25 Jul 2011

Famine's awkward truths

And here’s an awkward truth: the more help international aid agencies pour into these refugee camps, the more permanent they will become. A dependency culture is being created here, for want of any internal solution to Somalia’s problems.

My dominant memory of this past weekend is of finding Mohammed Adane, a Somali refugee, building a house out of sticks on the dusty windswept desert plains of northern Kenya.

“There’s no rain, my farm failed, my livestock are dead,” he explained, adding that four of his children had died on the journey across the Somali border.

Mohammed told me he and his family had to sneak into the bush to escape from Islamist Al Shabaab militants. The Shabaab have not only thrown 18 aid agencies out of Somalia since 2008, but they are also trying to prevent Somalis from leaving, in what feels like an outrageous cover-up of what the UN reckons may be tens of thousands of famine deaths.

I asked Mohammed the awkward question journalists are impertinently emboldened to ask – about how his four children died.

“They died of hunger,” he replied. “God has taken them. I am OK with that.”

Somalia’s refugees have walked for days or even weeks, their children often barefoot. They have survived by eating husks of dried corn and the leaves from trees. Their resilience would put many of those burly ex-SAS outdoor survival types to shame.

And now they are living in the world’s biggest refugee camps here in Kenya, official population 386 000, though tens of thousands more are thought to have gone uncounted.

I asked Mohammed if he would ever go home, and he quickly quashed any notion of return. Somalia is a failed state and has been for twenty years, with famine and drought just the latest chapters in its sorry history of spectacular failure.

And here’s an awkward truth: the more help international aid agencies pour into these refugee camps, the more permanent they will become. A dependency culture is being created here, for want of any internal solution to Somalia’s problems.

Aid workers are seething about the fact that the Kenyan authorities have padlocked shut 160 new brick houses which could house 60,000 refugees.
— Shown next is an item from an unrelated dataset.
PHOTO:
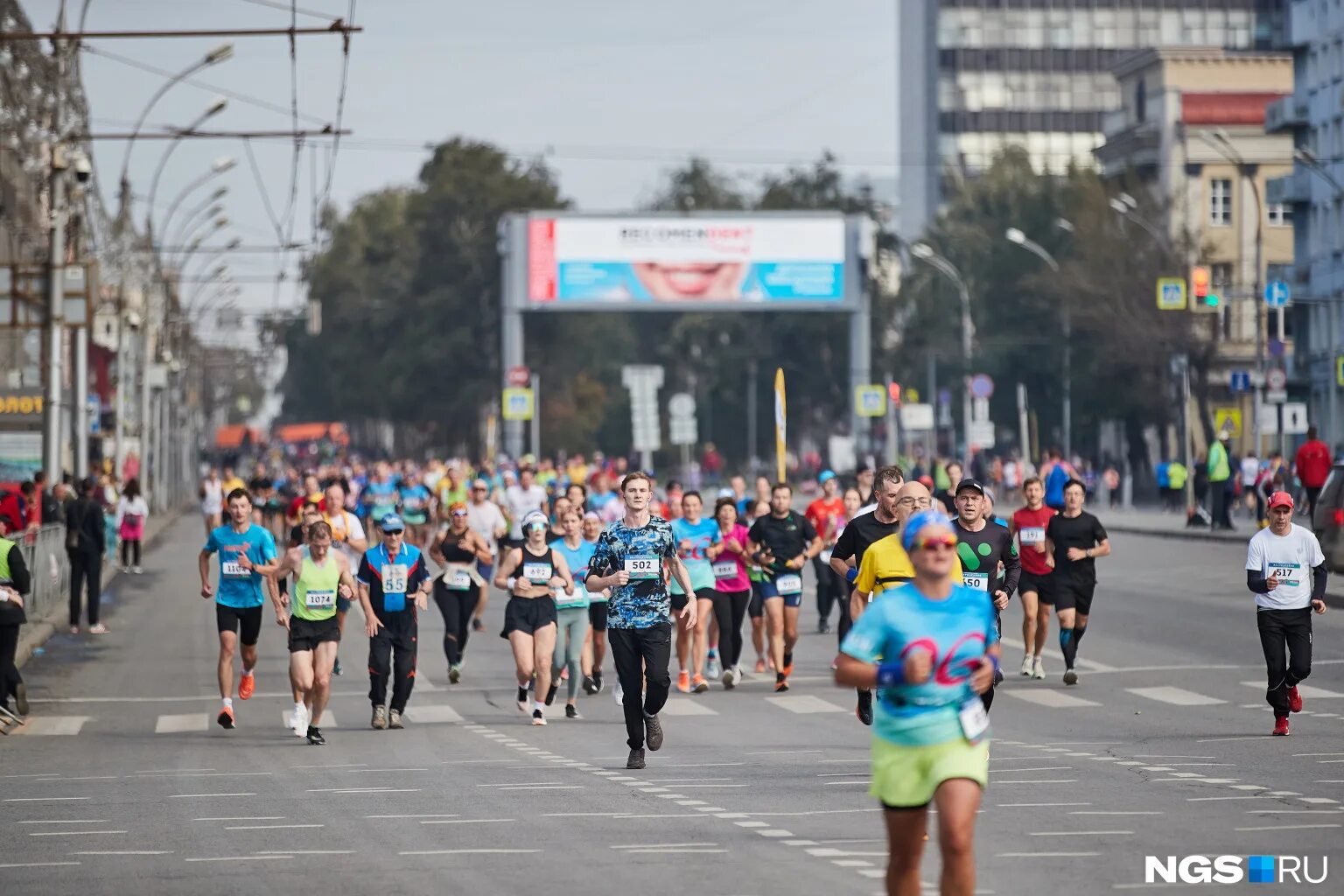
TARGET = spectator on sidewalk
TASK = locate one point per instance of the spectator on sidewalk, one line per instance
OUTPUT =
(85, 544)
These houses, funded by the European Union, cost no more than $1000 each to build.

If they were opened up, the likes of Mohammed would not be making houses out of sticks, and it is ridiculous that they are not being used.
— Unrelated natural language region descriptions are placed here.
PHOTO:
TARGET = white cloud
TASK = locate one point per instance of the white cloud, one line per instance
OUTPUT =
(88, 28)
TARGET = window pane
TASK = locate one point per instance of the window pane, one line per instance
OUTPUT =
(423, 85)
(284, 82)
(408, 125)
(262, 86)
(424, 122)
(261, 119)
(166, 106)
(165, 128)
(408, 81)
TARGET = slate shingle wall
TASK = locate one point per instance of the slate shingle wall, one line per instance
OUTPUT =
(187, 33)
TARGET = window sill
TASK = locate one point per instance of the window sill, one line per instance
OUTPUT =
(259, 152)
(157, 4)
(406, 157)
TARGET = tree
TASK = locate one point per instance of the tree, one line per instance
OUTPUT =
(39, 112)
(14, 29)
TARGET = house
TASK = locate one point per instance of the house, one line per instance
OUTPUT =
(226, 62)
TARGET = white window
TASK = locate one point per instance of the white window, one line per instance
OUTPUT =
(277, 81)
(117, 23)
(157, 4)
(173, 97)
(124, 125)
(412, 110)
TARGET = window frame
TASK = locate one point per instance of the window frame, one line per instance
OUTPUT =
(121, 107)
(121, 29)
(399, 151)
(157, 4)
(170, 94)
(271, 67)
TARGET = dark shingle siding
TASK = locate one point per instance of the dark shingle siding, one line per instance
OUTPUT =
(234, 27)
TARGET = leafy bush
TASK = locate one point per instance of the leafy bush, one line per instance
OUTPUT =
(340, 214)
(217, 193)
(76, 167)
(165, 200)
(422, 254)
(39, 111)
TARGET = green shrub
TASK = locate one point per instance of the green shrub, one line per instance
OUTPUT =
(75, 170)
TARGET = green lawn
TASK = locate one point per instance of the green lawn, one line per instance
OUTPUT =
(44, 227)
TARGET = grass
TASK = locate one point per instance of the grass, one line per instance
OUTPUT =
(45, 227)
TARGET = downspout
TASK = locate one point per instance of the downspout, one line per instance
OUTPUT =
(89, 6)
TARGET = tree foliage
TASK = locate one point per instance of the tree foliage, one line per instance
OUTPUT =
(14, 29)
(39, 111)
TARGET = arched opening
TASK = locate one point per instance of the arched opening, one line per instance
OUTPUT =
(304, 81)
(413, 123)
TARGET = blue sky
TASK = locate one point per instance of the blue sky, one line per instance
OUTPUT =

But then again, the Kenyans are understandably nervous about the scale of this influx and when it will ever end. Imagine the British government’s panicked response to the prospect of 386,000 refugees camped on the white cliffs of Dover.
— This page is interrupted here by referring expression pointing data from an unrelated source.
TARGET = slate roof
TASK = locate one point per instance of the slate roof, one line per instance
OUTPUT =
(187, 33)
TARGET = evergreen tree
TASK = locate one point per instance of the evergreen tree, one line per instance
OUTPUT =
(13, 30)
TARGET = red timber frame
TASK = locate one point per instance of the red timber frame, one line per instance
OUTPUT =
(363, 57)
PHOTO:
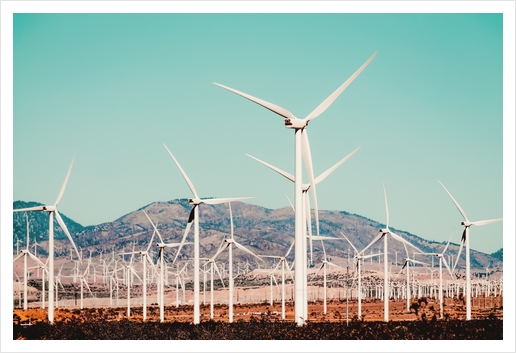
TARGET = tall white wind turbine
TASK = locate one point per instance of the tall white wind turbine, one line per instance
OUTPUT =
(161, 261)
(302, 152)
(358, 259)
(465, 239)
(194, 217)
(52, 210)
(228, 244)
(282, 262)
(383, 233)
(441, 260)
The most pressing question now is whether the Shabaab will lift their 19 month ban on the world’s biggest aid agency, the UN’s World Food Programme. 2.2 million Somalis are currently beyond the WFP’s reach. If that ban was lifted, unknown numbers of Somalis would no longer feel the need to trek to Kenya.

I met Josette Sheeran, the WFP’s Director, who also happened to be visiting the Dadaab camps over the weekend. In public at least, she offered no solution to the problem. “We go where we can, when we can,” she said simply, pointing out that 14 of her aid workers have been killed in Somalia since 2008.

Yet here’s another awkward truth: Ms Sheeran is trying to raise $360 million for the WFP to feed Somalia, but because of the ban the WFP can’t deliver most of that aid in-country, to where it really needs to go.

The UN urgently has to find a new way of working in Somalia, with food re-badged and delivered by other agencies the Shabaab is prepared to tolerate. Perhaps Somali elders on local “drought committees” will disobey Shabaab orders or prevail on the militia to drop the ban, which then becomes increasingly patchily enforced.

“We need to cut the UN some slack,” the Australian Foreign Minister Kevin Rudd said in Nairobi yesterday. “If we fail to act now, hundreds of thousands will die and most will be children.”

Mr Rudd seemed to be saying that the UN should be given carte blanche to deliver aid any which way it can. It sounded like a slap in the face to the Americans, who fear that, without proper controls, aid deliveries to southern Somalia will end up feeding militants linked to Al Qaeda. And the Americans have a point. After all, when did you last see a hungry soldier in Africa?